Cultural Data Project to aid arts, nonprofits
A database project made its debut in Michigan recently that will make it easier for arts and cultural nonprofits to apply for grants and analyze data about themselves.
“I think it’s a fantastic program, wonderful for the state of Michigan,” Arts Council of Greater Grand Rapids Executive Director Caroline Older said.
The goals of the Cultural Data Project, developed and launched in Philadelphia nine years ago by The Pew Charitable Trusts, are to strengthen arts and cultural nonprofits by improving information and analysis, provide statistics for researchers and arts advocates and provide funders with a means to streamline grant-making and evaluation.

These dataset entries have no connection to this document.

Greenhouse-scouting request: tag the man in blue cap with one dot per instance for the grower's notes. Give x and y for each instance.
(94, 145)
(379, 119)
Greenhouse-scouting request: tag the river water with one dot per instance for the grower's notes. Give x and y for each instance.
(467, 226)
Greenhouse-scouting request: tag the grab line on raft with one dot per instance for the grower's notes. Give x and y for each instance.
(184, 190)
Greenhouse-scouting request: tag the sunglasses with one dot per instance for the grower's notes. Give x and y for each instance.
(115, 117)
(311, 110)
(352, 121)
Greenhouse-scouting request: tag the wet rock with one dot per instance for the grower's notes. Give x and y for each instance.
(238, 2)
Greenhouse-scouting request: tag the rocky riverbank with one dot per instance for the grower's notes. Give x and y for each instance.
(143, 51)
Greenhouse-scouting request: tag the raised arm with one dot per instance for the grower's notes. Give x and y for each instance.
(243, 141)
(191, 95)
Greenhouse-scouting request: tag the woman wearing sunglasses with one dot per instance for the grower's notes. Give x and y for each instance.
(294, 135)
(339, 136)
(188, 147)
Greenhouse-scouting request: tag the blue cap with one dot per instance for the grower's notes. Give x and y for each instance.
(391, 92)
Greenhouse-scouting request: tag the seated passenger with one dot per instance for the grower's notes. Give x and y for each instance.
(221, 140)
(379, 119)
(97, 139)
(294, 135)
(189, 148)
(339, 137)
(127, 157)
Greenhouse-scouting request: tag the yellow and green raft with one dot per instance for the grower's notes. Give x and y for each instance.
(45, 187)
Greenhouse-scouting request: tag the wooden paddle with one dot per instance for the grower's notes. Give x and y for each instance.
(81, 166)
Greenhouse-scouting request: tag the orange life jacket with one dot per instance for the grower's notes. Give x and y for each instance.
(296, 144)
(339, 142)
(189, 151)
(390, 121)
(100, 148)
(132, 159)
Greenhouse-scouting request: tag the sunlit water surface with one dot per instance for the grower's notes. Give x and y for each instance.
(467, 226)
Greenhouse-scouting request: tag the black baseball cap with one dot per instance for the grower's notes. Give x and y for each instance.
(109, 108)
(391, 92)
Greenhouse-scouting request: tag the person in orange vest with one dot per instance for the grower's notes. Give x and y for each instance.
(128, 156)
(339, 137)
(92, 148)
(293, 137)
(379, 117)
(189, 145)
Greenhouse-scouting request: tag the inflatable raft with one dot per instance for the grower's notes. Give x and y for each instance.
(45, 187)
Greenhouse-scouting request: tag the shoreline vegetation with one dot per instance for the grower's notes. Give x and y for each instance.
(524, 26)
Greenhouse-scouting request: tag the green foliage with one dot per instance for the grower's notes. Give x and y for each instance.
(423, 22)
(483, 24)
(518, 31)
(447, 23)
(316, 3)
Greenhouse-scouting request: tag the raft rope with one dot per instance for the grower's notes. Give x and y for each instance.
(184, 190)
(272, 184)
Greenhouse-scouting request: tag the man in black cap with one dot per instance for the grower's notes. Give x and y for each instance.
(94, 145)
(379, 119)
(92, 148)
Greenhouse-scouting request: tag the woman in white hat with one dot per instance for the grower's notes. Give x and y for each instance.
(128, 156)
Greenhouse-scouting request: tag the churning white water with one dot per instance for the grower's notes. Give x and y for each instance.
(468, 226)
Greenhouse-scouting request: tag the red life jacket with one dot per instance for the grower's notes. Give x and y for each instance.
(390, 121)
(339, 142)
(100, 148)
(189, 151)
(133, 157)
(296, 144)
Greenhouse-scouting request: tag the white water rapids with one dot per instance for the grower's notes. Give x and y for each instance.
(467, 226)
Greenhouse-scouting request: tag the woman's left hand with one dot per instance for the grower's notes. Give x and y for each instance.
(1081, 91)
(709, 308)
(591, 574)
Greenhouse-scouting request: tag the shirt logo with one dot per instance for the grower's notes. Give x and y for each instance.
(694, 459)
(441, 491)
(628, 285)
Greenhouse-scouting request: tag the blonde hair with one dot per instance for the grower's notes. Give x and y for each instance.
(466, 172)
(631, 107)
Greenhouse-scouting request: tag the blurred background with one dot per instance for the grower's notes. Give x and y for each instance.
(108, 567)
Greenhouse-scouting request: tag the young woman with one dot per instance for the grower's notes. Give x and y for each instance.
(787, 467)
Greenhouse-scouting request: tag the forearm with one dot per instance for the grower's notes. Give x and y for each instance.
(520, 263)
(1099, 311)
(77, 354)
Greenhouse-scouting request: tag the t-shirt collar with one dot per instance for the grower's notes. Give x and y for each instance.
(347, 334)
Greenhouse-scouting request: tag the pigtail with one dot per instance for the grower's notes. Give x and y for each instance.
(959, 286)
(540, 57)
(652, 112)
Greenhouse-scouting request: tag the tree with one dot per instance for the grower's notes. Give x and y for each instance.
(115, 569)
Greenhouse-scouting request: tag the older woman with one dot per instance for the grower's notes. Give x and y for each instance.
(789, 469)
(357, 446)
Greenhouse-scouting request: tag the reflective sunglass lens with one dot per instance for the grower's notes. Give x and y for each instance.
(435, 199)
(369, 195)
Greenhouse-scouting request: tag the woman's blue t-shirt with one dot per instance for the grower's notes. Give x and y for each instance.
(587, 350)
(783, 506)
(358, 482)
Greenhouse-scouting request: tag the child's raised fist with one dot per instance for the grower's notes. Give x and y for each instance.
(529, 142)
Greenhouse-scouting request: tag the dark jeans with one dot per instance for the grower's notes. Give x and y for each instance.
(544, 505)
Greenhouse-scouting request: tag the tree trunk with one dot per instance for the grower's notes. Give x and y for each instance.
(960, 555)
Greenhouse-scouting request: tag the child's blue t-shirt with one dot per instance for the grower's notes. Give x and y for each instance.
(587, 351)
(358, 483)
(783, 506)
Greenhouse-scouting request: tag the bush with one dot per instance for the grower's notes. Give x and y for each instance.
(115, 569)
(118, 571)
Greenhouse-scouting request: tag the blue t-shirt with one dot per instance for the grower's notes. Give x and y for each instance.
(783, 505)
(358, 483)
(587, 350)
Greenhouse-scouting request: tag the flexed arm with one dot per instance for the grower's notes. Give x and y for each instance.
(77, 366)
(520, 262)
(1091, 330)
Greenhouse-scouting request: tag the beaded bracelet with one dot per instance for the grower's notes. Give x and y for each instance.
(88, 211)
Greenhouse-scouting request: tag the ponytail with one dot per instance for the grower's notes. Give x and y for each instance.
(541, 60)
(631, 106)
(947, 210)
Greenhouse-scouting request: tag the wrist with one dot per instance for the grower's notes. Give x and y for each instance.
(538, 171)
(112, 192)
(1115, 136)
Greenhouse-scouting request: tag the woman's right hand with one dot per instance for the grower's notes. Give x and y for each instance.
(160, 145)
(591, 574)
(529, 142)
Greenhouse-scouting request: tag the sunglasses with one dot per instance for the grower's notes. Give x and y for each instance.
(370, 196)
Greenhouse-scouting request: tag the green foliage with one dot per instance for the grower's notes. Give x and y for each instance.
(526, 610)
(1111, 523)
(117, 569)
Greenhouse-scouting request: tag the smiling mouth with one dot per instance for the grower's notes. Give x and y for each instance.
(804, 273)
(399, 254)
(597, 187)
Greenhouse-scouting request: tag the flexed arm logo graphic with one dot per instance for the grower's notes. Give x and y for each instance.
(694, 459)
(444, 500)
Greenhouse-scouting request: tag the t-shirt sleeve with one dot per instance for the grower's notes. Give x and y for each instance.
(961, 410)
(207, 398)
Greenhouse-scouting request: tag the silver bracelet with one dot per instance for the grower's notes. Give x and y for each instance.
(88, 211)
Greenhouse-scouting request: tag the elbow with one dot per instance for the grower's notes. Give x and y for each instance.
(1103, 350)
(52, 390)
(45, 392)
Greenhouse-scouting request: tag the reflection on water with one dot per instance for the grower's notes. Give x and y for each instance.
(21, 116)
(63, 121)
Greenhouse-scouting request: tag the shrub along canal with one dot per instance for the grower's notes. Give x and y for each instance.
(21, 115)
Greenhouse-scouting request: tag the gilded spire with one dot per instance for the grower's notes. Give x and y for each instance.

“People literally gasp when I give this presentation — they are so impressed at how much it can do,” said Jennifer Hill, director of special projects for advocacy group ArtServe Michigan. Hill is coordinating the project in the state.
“You only have to enter your information once and then it automatically is generating these reports with literally one click or two clicks of a button. It has real value, especially for small and mid-size organizations that may not have had the ability to use Excel very well or even more sophisticated accounting programs.”
A free training session for nonprofits is planned for May 27 at Grand Valley State University’s Johnson Center for Philanthropy, 201 Front Ave. SW. Others are slated for May 25 in Battle Creek and May 26 in St. Joseph.
“Basically, it’s an online tool where you enter your audit and your program information — how many performances you put on, how many kids you had in your education program, whatever it is that you do — you put that in once a year, and then you get back 77 different reports that show trends over time,” Hill said. Historical data can be entered now to give that perspective over time for years past, she added.
Nonprofits also will be able to create comparisons of themselves to similar organizations in a variety of different geographies, such as state, region, congressional district and zip code, Hill said.
“The third thing it does, you can take that information and use it as part of your grant application to participating funders,” she said.
Certain foundations and other organizations that fund nonprofits have agreed to use the common data that nonprofits will enter into the database in their application processes, Hill said. Nationally, 150 funding organizations are participating.
The funders pick up the tab for the program, which is free to nonprofits. Hill estimated that 3,000 Michigan organizations are eligible.
“It becomes, in essence, a cost of doing business because it has such value to the entire sector,” Hill said.
Locally, the Frey Foundation and the Grand Rapids Community Foundation have been involved in planning for the Cultural Data Project, but representatives were unavailable for comment.
Michigan will be the eighth state to join the growing effort, Hill said, with a plan to have 22 states included by 2014.